Bluesky users debate plans around user data and AI training
Bluesky users debate the use of their data for AI and archiving.

Bluesky, a social network, recently brought forward a new proposal on GitHub, presenting an idea for users to control whether their posts and data could be used for purposes like generative AI training and public archiving. This became a point of heated discussion as some users viewed the proposition as conflicting with Bluesky's prior commitment to not selling user data for advertising or AI training. Bluesky's CEO, Jay Graber, acknowledged these concerns, discussing the proposal during a presentation at South by Southwest and further highlighting it in a post on the Bluesky platform.

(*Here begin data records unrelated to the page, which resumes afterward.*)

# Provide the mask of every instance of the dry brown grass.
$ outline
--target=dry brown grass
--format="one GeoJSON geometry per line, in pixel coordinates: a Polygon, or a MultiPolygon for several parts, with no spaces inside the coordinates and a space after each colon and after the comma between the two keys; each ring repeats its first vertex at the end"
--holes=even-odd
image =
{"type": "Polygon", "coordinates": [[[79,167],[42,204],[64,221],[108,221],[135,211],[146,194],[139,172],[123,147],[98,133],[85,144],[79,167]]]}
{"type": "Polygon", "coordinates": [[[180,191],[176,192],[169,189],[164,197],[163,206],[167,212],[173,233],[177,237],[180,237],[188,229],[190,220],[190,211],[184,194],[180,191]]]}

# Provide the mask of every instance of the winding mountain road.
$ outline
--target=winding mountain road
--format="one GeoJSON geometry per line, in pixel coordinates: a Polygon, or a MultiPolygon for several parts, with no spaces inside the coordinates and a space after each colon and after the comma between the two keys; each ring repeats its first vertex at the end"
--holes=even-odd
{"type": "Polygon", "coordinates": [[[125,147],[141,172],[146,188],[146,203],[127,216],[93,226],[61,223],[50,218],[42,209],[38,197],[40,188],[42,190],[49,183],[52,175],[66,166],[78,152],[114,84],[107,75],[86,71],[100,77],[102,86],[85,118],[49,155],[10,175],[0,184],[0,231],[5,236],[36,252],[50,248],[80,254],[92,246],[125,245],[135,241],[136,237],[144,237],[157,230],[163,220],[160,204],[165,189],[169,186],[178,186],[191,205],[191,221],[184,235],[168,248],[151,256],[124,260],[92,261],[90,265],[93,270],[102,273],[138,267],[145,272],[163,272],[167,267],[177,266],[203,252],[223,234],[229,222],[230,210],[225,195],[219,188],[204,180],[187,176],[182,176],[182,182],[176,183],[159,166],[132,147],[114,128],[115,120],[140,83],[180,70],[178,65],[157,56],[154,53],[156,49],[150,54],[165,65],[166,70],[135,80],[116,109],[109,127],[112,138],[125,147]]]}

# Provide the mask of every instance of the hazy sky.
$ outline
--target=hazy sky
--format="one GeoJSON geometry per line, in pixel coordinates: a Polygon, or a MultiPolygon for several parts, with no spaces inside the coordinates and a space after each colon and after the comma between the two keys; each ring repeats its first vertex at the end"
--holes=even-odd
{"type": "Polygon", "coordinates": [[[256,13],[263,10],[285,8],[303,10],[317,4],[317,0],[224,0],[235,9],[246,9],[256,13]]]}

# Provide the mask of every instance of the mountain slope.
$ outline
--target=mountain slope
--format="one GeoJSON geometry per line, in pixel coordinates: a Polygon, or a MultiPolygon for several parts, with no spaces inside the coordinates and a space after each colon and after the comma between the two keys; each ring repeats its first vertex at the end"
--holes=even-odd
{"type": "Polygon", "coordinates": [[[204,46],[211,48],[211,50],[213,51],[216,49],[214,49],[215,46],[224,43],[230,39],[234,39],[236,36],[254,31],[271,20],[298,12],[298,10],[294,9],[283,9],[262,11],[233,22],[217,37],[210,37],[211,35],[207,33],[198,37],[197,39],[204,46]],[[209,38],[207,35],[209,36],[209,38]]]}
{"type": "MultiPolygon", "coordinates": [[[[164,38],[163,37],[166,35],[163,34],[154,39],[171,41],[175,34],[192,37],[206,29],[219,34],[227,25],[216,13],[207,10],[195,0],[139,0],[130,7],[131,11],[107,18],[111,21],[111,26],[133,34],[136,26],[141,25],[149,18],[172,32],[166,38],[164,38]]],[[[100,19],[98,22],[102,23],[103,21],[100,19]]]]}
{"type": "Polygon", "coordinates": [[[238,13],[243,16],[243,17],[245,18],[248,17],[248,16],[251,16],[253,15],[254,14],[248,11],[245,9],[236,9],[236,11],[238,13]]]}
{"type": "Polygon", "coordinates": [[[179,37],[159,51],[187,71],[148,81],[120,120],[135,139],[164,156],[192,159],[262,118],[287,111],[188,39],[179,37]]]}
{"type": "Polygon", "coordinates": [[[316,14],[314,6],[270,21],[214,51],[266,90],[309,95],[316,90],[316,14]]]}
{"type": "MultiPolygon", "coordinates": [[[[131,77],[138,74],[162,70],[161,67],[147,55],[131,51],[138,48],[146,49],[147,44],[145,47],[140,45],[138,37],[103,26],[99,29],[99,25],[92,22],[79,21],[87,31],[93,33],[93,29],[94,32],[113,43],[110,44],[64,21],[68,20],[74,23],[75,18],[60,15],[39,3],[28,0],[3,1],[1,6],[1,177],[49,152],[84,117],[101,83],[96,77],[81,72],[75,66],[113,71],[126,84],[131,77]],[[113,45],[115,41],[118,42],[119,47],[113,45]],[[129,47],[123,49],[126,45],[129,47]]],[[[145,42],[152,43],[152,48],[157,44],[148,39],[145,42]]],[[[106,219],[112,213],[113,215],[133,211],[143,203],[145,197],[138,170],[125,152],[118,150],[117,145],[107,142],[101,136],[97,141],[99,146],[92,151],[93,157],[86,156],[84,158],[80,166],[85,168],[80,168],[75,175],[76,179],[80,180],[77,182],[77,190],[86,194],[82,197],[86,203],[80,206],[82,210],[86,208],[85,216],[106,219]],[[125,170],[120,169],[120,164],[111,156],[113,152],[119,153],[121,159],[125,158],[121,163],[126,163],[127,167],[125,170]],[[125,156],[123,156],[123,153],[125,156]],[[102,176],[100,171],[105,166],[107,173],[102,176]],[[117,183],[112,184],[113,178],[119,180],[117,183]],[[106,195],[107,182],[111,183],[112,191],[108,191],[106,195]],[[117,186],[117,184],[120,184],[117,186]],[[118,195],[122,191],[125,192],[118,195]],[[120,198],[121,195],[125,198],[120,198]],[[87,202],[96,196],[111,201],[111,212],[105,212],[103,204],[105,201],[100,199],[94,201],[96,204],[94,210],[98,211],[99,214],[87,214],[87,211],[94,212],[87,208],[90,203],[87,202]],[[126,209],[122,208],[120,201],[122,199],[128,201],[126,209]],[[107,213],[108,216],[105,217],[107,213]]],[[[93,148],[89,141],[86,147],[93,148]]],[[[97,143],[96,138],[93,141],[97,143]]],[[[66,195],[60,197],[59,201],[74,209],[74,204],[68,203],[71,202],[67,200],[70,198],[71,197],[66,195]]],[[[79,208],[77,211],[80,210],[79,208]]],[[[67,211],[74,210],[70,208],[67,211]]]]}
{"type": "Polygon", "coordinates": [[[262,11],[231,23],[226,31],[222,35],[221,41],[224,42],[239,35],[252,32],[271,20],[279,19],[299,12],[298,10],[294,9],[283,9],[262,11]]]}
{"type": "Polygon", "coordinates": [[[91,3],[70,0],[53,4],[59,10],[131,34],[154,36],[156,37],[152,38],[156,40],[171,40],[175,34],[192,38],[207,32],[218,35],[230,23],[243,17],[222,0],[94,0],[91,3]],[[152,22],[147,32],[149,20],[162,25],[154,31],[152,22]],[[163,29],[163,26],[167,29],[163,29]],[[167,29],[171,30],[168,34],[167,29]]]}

Graber elaborated that many generative AI companies have been scraping public data available on the web, including data from Bluesky, because the posts on such platforms are inherently public. The proposal aims to implement a new standard for managing such data scraping, akin to the existing robots.txt files used by websites to communicate with web crawlers. Although robots.txt files have no legal binding authority, they serve as an indicator of intent regarding data scraping permissions.
Bluesky’s proposed standard introduces a framework for user preferences, allowing individuals to signify their consent or dissent in four categories: generative AI, connecting different social ecosystems (protocol bridging), bulk datasets, and web archiving, which includes platforms like the Internet Archive’s Wayback Machine. This system endeavors to provide a mechanism of communicating permissions of users' data to companies or teams involved in AI training when scraping or transferring data.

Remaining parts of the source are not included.